Die wichtigsten Aktienindizes sind jüngst wieder stark angestiegen. So weisen die europäischen Indizes inzwischen seit Jahresbeginn ein Plus von rund 20 % auf. Grund für den Aufschwung waren zu einem großen Teil die im Oktober veröffentlichten Unternehmensergebnisse über die ersten drei Quartale – doch nicht überall hat die Berichterstattung Jubelstimmung ausgelöst.
„Everybody’s Darlings“ profitieren
Die Anleger scheinen mehr auf die Wachstumsdynamik als auf das Kursniveau der zugrundeliegenden Unternehmen geachtet zu haben. Denn die verkündeten Ergebnisse haben allen voran Titel begünstigt, die bereits im Vorfeld gut bewertet waren und nachgefragt wurden. Das beste Beispiel ist Tesla: Trotz der Überbewertung sorgten die Quartalsergebnisse für einen regelrechten Überschwang – der nur durch Elon Musks Twitter-Umfrage etwas eingedämmt wurde. Hinzu kommt, dass die makroökonomischen Nachrichten in den letzten Wochen unterstützend gewirkt haben: Der Konsum in den Vereinigten Staaten ist höher als erwartet, die französische Wirtschaft kehrt auf das Niveau vor der Pandemie zurück, und die Erklärungen der EZB zu künftigen Zinserhöhungen sollten die Lage beruhigen.
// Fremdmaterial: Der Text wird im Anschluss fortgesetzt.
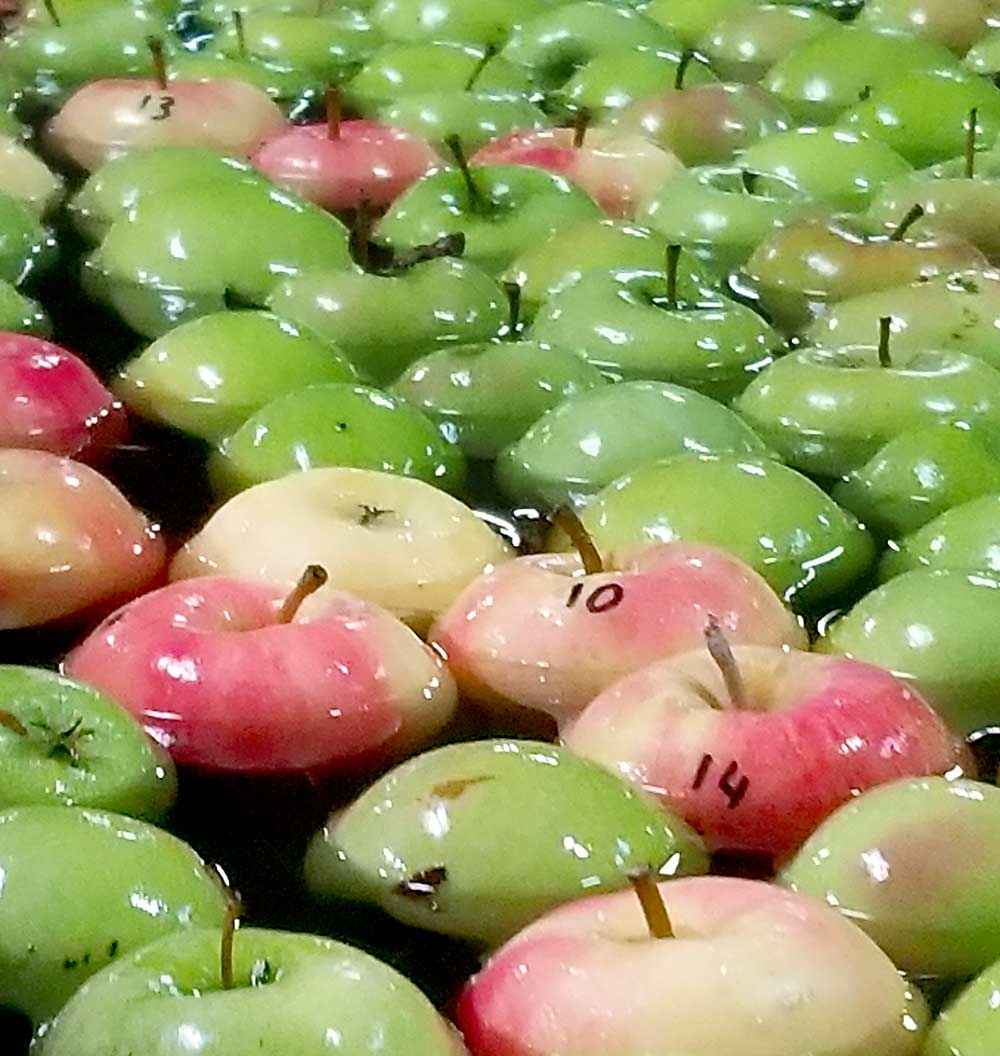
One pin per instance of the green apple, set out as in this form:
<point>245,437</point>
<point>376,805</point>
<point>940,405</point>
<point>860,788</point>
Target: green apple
<point>958,312</point>
<point>628,324</point>
<point>832,71</point>
<point>123,183</point>
<point>207,376</point>
<point>502,210</point>
<point>517,826</point>
<point>475,117</point>
<point>924,115</point>
<point>965,538</point>
<point>914,864</point>
<point>20,315</point>
<point>82,887</point>
<point>746,43</point>
<point>828,411</point>
<point>774,519</point>
<point>72,746</point>
<point>171,258</point>
<point>383,322</point>
<point>589,440</point>
<point>485,396</point>
<point>290,994</point>
<point>337,425</point>
<point>916,476</point>
<point>842,169</point>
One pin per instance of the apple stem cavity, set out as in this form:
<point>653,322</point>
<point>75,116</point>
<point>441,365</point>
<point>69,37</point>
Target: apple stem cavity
<point>309,582</point>
<point>885,333</point>
<point>566,521</point>
<point>658,921</point>
<point>334,113</point>
<point>476,202</point>
<point>721,653</point>
<point>159,62</point>
<point>912,214</point>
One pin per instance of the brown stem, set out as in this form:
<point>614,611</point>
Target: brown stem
<point>647,891</point>
<point>566,521</point>
<point>721,653</point>
<point>13,723</point>
<point>885,333</point>
<point>309,582</point>
<point>159,62</point>
<point>912,214</point>
<point>334,113</point>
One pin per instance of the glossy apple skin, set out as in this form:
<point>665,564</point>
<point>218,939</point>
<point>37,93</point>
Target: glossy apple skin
<point>938,629</point>
<point>520,826</point>
<point>206,667</point>
<point>167,1000</point>
<point>912,864</point>
<point>414,559</point>
<point>513,638</point>
<point>787,528</point>
<point>819,729</point>
<point>366,162</point>
<point>111,117</point>
<point>81,749</point>
<point>71,541</point>
<point>50,400</point>
<point>589,440</point>
<point>617,170</point>
<point>754,970</point>
<point>131,883</point>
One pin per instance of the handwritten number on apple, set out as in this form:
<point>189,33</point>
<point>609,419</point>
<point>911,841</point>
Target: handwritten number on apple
<point>731,784</point>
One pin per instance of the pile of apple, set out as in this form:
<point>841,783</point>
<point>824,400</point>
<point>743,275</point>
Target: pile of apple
<point>501,498</point>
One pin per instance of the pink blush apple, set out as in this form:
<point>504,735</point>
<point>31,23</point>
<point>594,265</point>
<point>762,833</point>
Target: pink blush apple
<point>814,732</point>
<point>50,400</point>
<point>363,161</point>
<point>749,972</point>
<point>70,542</point>
<point>618,170</point>
<point>220,682</point>
<point>536,632</point>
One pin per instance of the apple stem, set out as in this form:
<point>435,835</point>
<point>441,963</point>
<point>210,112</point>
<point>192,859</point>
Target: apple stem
<point>885,332</point>
<point>912,214</point>
<point>681,70</point>
<point>241,33</point>
<point>721,653</point>
<point>309,582</point>
<point>566,521</point>
<point>476,203</point>
<point>479,67</point>
<point>658,921</point>
<point>159,63</point>
<point>581,124</point>
<point>334,113</point>
<point>970,130</point>
<point>13,723</point>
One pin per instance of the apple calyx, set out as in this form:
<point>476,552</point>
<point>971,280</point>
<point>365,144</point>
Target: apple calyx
<point>476,202</point>
<point>721,653</point>
<point>567,522</point>
<point>658,921</point>
<point>309,582</point>
<point>912,214</point>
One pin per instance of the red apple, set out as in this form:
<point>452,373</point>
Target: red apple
<point>227,675</point>
<point>70,542</point>
<point>749,970</point>
<point>51,400</point>
<point>617,169</point>
<point>539,632</point>
<point>755,759</point>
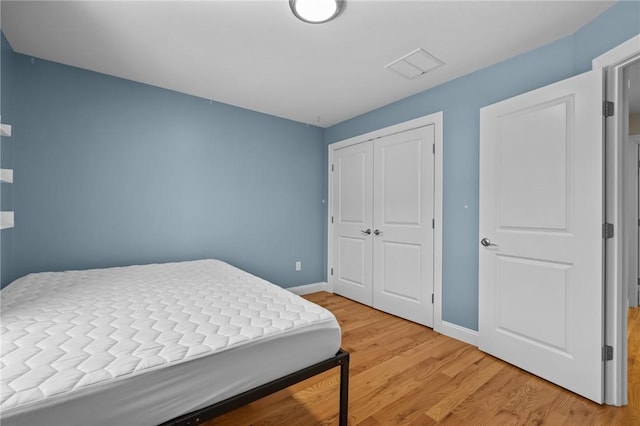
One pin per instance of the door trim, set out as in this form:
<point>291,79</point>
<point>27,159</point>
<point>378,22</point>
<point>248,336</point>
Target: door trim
<point>435,119</point>
<point>616,292</point>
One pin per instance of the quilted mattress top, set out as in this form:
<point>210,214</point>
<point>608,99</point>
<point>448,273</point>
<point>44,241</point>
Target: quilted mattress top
<point>65,332</point>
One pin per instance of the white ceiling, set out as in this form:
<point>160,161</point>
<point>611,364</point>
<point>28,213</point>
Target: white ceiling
<point>257,55</point>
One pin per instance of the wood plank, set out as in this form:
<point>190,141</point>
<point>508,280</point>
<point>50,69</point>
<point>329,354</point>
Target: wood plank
<point>406,374</point>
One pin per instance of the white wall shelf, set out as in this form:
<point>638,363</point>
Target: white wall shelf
<point>6,220</point>
<point>6,175</point>
<point>5,129</point>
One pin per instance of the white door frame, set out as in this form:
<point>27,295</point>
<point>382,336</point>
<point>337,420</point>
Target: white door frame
<point>435,119</point>
<point>616,292</point>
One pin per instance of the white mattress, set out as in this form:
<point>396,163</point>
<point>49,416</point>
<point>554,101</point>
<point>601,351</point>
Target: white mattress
<point>144,344</point>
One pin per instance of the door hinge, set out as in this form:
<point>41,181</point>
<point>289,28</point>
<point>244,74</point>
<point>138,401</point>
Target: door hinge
<point>607,353</point>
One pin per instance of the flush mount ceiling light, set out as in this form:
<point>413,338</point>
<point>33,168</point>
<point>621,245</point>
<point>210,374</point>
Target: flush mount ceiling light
<point>316,11</point>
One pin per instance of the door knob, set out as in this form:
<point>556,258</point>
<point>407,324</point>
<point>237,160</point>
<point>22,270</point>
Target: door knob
<point>487,242</point>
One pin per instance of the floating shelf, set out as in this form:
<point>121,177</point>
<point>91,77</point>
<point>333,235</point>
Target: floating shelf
<point>6,220</point>
<point>5,129</point>
<point>6,175</point>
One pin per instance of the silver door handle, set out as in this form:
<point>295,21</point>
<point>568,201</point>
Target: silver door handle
<point>487,242</point>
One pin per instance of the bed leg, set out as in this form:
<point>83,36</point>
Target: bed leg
<point>344,391</point>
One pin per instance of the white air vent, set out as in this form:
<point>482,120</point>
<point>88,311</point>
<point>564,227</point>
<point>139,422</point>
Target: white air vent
<point>415,64</point>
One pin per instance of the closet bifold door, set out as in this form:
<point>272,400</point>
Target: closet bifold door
<point>352,193</point>
<point>403,211</point>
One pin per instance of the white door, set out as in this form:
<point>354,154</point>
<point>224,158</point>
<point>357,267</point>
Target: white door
<point>541,219</point>
<point>402,222</point>
<point>352,220</point>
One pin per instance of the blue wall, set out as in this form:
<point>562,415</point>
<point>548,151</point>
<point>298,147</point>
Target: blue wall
<point>112,172</point>
<point>461,101</point>
<point>7,82</point>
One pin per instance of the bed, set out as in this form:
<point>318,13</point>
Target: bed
<point>174,343</point>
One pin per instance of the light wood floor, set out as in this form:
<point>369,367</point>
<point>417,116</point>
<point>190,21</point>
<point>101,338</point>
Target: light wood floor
<point>405,374</point>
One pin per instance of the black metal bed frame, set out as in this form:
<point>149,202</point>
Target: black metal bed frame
<point>340,359</point>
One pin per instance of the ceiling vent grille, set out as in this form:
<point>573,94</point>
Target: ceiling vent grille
<point>415,64</point>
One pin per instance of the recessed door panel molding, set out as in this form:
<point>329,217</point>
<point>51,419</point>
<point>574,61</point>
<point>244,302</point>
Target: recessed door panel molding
<point>401,205</point>
<point>402,271</point>
<point>523,287</point>
<point>541,243</point>
<point>534,167</point>
<point>352,168</point>
<point>352,262</point>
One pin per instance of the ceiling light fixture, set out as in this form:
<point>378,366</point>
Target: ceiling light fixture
<point>316,11</point>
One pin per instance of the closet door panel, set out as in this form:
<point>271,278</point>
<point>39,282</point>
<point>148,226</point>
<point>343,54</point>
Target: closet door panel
<point>403,233</point>
<point>352,216</point>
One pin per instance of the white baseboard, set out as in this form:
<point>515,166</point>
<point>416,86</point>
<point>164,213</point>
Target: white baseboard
<point>457,332</point>
<point>309,288</point>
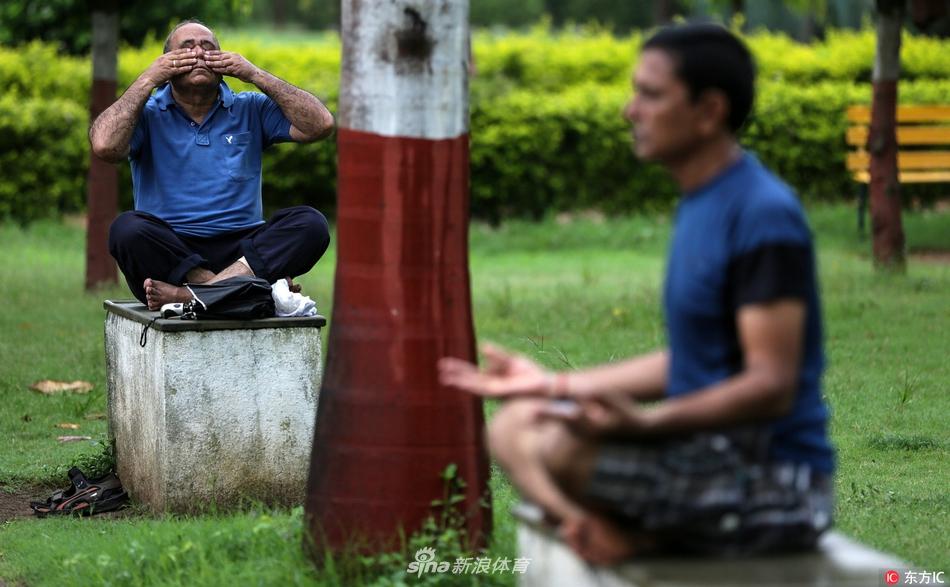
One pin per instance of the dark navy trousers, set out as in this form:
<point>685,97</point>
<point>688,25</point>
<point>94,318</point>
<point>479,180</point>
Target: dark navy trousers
<point>287,245</point>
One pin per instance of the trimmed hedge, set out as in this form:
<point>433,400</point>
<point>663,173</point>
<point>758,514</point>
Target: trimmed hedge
<point>538,144</point>
<point>43,156</point>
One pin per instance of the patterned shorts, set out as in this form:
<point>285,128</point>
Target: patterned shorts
<point>711,494</point>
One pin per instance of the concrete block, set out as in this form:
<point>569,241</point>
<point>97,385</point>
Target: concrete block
<point>211,411</point>
<point>838,562</point>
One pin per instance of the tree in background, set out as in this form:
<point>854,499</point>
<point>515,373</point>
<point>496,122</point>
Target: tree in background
<point>66,22</point>
<point>102,185</point>
<point>886,227</point>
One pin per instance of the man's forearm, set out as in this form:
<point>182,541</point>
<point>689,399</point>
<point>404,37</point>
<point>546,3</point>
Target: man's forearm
<point>643,378</point>
<point>751,396</point>
<point>304,111</point>
<point>111,133</point>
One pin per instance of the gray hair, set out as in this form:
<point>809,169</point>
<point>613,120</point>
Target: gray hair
<point>168,39</point>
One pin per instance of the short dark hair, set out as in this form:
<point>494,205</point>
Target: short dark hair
<point>708,56</point>
<point>168,39</point>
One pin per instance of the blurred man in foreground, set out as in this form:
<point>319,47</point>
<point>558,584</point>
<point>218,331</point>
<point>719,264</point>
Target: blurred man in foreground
<point>731,456</point>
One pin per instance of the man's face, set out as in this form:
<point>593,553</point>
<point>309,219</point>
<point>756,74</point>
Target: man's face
<point>666,122</point>
<point>200,39</point>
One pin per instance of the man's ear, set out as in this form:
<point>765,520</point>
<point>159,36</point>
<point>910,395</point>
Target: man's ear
<point>714,111</point>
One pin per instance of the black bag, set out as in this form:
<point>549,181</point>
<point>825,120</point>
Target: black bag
<point>236,298</point>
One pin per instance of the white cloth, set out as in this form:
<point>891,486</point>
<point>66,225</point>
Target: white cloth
<point>288,303</point>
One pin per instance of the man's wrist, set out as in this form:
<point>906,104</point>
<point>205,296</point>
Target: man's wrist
<point>559,385</point>
<point>256,78</point>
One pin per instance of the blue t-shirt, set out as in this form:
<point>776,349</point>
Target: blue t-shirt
<point>743,239</point>
<point>204,179</point>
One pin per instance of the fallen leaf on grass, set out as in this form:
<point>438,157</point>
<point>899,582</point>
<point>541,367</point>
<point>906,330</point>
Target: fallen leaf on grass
<point>49,387</point>
<point>73,438</point>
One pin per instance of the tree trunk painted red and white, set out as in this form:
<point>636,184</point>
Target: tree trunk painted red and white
<point>385,428</point>
<point>887,232</point>
<point>102,190</point>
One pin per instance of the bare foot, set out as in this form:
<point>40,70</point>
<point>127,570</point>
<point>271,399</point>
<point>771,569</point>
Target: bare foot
<point>599,541</point>
<point>158,293</point>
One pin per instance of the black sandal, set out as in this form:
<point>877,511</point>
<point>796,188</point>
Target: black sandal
<point>84,497</point>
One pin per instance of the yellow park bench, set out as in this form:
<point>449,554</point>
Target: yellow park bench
<point>923,142</point>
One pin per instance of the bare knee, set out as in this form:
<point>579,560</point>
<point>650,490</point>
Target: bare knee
<point>508,429</point>
<point>567,456</point>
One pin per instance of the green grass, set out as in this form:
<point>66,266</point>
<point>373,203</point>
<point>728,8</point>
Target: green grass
<point>568,293</point>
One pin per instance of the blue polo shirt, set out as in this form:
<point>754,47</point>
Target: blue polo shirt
<point>204,179</point>
<point>743,239</point>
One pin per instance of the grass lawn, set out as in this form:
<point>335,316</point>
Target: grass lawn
<point>568,293</point>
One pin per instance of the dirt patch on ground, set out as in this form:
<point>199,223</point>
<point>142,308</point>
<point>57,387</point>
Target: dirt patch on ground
<point>17,504</point>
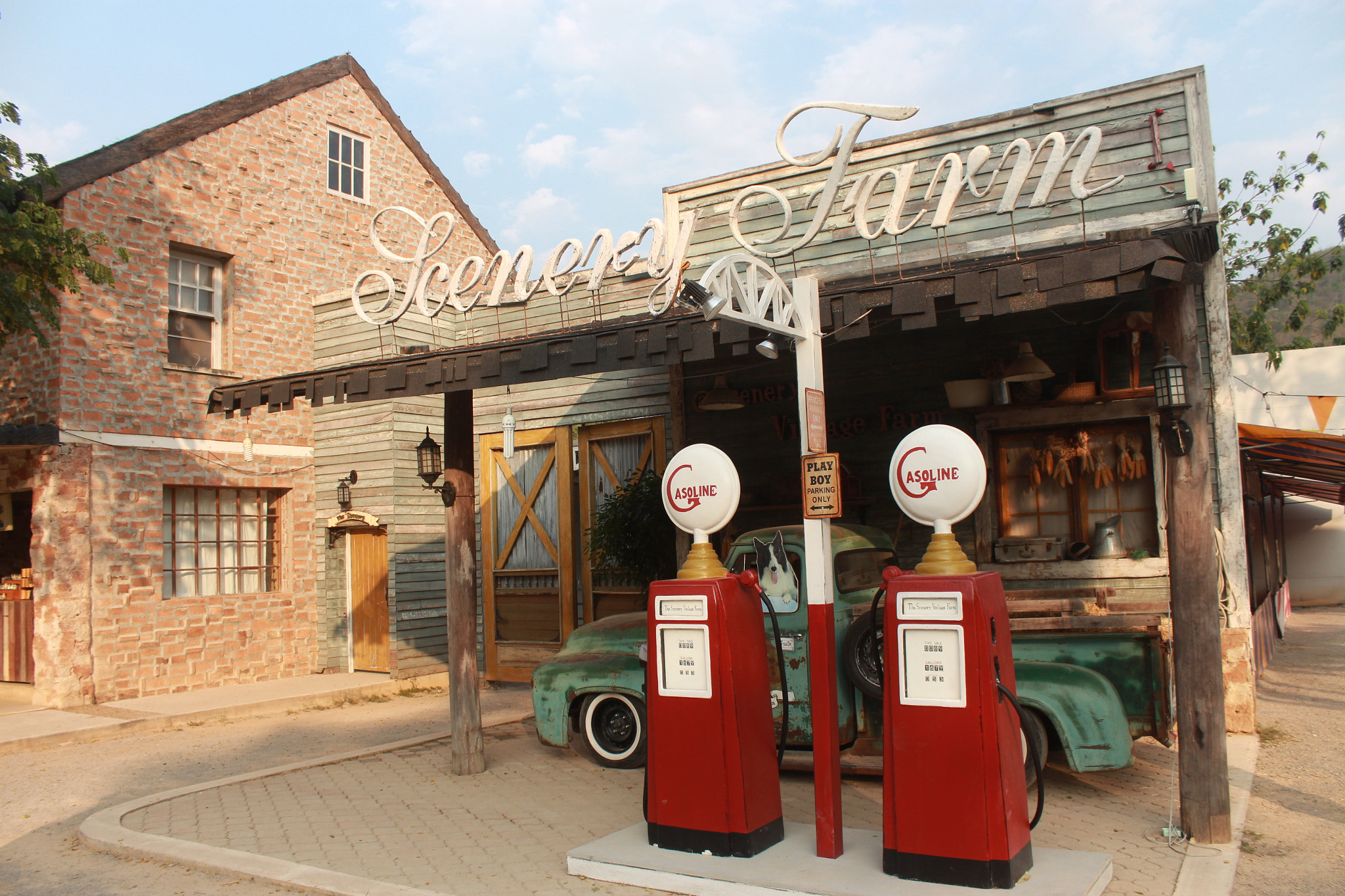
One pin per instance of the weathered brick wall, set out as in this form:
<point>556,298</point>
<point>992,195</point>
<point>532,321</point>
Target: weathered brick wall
<point>254,192</point>
<point>1239,681</point>
<point>27,382</point>
<point>144,645</point>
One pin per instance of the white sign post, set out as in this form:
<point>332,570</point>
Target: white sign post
<point>747,289</point>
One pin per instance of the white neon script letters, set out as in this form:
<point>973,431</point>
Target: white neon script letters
<point>435,284</point>
<point>957,177</point>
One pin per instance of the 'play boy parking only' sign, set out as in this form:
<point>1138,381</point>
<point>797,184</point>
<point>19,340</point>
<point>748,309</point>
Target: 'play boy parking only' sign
<point>821,486</point>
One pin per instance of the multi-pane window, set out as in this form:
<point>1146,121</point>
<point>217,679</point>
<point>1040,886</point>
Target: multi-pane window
<point>194,310</point>
<point>1038,499</point>
<point>221,542</point>
<point>346,164</point>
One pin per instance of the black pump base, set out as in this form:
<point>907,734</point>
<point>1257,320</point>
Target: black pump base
<point>717,843</point>
<point>990,874</point>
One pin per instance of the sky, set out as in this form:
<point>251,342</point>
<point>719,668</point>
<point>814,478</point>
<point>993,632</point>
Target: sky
<point>557,119</point>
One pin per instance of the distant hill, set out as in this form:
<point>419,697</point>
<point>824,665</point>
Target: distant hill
<point>1331,292</point>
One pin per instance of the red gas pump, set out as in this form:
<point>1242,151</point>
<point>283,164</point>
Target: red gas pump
<point>713,785</point>
<point>954,803</point>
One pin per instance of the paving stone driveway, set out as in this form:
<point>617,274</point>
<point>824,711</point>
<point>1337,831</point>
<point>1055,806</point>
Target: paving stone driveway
<point>401,817</point>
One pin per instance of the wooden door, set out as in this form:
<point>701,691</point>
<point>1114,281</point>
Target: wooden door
<point>527,550</point>
<point>609,454</point>
<point>366,558</point>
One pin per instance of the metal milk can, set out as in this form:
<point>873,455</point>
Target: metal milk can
<point>1106,542</point>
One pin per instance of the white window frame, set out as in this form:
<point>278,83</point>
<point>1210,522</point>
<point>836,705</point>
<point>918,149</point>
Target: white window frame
<point>368,146</point>
<point>215,317</point>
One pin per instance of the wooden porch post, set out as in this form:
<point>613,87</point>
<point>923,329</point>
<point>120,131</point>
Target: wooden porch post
<point>464,704</point>
<point>1193,570</point>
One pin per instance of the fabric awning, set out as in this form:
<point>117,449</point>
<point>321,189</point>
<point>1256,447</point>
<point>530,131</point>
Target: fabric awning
<point>1297,461</point>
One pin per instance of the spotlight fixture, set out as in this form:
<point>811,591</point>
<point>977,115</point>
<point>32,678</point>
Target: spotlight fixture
<point>430,467</point>
<point>508,425</point>
<point>699,299</point>
<point>343,489</point>
<point>1172,400</point>
<point>1026,367</point>
<point>721,398</point>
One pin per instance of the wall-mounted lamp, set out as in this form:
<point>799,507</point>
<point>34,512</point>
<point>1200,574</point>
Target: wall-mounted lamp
<point>343,489</point>
<point>721,398</point>
<point>698,299</point>
<point>430,467</point>
<point>1172,400</point>
<point>1026,367</point>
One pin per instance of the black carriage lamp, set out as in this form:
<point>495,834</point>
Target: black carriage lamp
<point>430,464</point>
<point>1172,400</point>
<point>343,489</point>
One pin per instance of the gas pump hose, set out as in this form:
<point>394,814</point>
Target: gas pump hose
<point>785,684</point>
<point>1036,758</point>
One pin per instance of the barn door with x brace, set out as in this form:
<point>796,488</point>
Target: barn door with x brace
<point>609,454</point>
<point>527,550</point>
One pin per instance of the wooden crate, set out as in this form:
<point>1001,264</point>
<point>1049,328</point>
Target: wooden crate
<point>16,641</point>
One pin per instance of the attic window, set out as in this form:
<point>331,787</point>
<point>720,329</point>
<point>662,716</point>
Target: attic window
<point>346,164</point>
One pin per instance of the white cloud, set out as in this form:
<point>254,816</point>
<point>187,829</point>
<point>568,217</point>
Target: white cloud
<point>548,154</point>
<point>478,163</point>
<point>540,211</point>
<point>57,142</point>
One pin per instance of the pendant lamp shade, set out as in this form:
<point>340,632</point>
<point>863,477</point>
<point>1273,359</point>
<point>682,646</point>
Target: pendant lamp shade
<point>721,398</point>
<point>1026,367</point>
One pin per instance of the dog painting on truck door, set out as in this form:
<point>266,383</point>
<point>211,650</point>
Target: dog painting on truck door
<point>778,581</point>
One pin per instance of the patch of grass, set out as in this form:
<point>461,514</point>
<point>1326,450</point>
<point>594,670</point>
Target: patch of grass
<point>1273,734</point>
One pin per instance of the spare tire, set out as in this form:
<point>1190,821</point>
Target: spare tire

Gemischtes Bild bei Value-Titeln
Auf der einen Seite haben auch im Value-Bereich einige Titel Kurssteigerungen im Oktober verzeichnen können. Die Veröffentlichungen von Kion (+17%), Page (+7%) und Randstad (+7%) wurden positiv aufgenommen. Alle drei Unternehmen sind europäische Zykliker und vermeldeten einen Anstieg ihrer Auftragsbestände sowie die Anhebung ihrer Ziele. Und auch die Kurse von Finanzunternehmen wie Scor (+16%), BNP Paribas (+4,4%) und Société Générale (+6%) legten zu. Auf der anderen Seite wurden kleinste Enttäuschungen streng bestraft. Das Kontrastprogramm zur Entwicklung bei Tesla kam beispielsweise bei IBM zum Vorschein. Das Unternehmen ist zwar an der Börse sehr günstig bewertet, doch die Ergebnisse enttäuschten die Anleger, da die Aktivitäten der Abteilung für Infrastrukturdienste vor der Abspaltung Anfang November rückläufig waren. Auch Worldline musste nach Veröffentlichung seiner Pressemitteilung einen Kursabfall von 24 % im Laufe des Monats hinnehmen.
Anleihen nach wie vor mit Vorsicht zu genießen
Die starken Auswirkungen der Quartalsergebnisse – insbesondere im positiven Bereich – sind nicht zuletzt auf das sehr niedrige Zinsniveau zurückzuführen. 10-jährige Staatsanleihen notieren in den Vereinigten Staaten etwas über 1,5 %, in Deutschland und Frankreich immer noch um die 0 %. Das hat bei Unternehmen mit hoher Visibilität oder Wachstum zu hohen Bewertungsmultiplikatoren geführt. Die wieder aufkeimenden Inflationsängste könnten diese Übertreibungen allerdings in Zukunft wieder abschwächen und es stellt sich die Frage, ob sich die in den letzten zehn Jahren beobachtete Hierarchie tiefgreifender ändern würde, wenn die Inflation in der kommenden Zeit strukturell etwas über den Zielen der Zentralbanken (2 %) liegen würde. Auf jeden Fall ist bei Anleihen, die derzeit unter einer negativen Realrendite leiden, Vorsicht geboten. Der „faire Preis“ ist langfristig betrachtet bei allen Anlageentscheidungen ein immens wichtiger Faktor.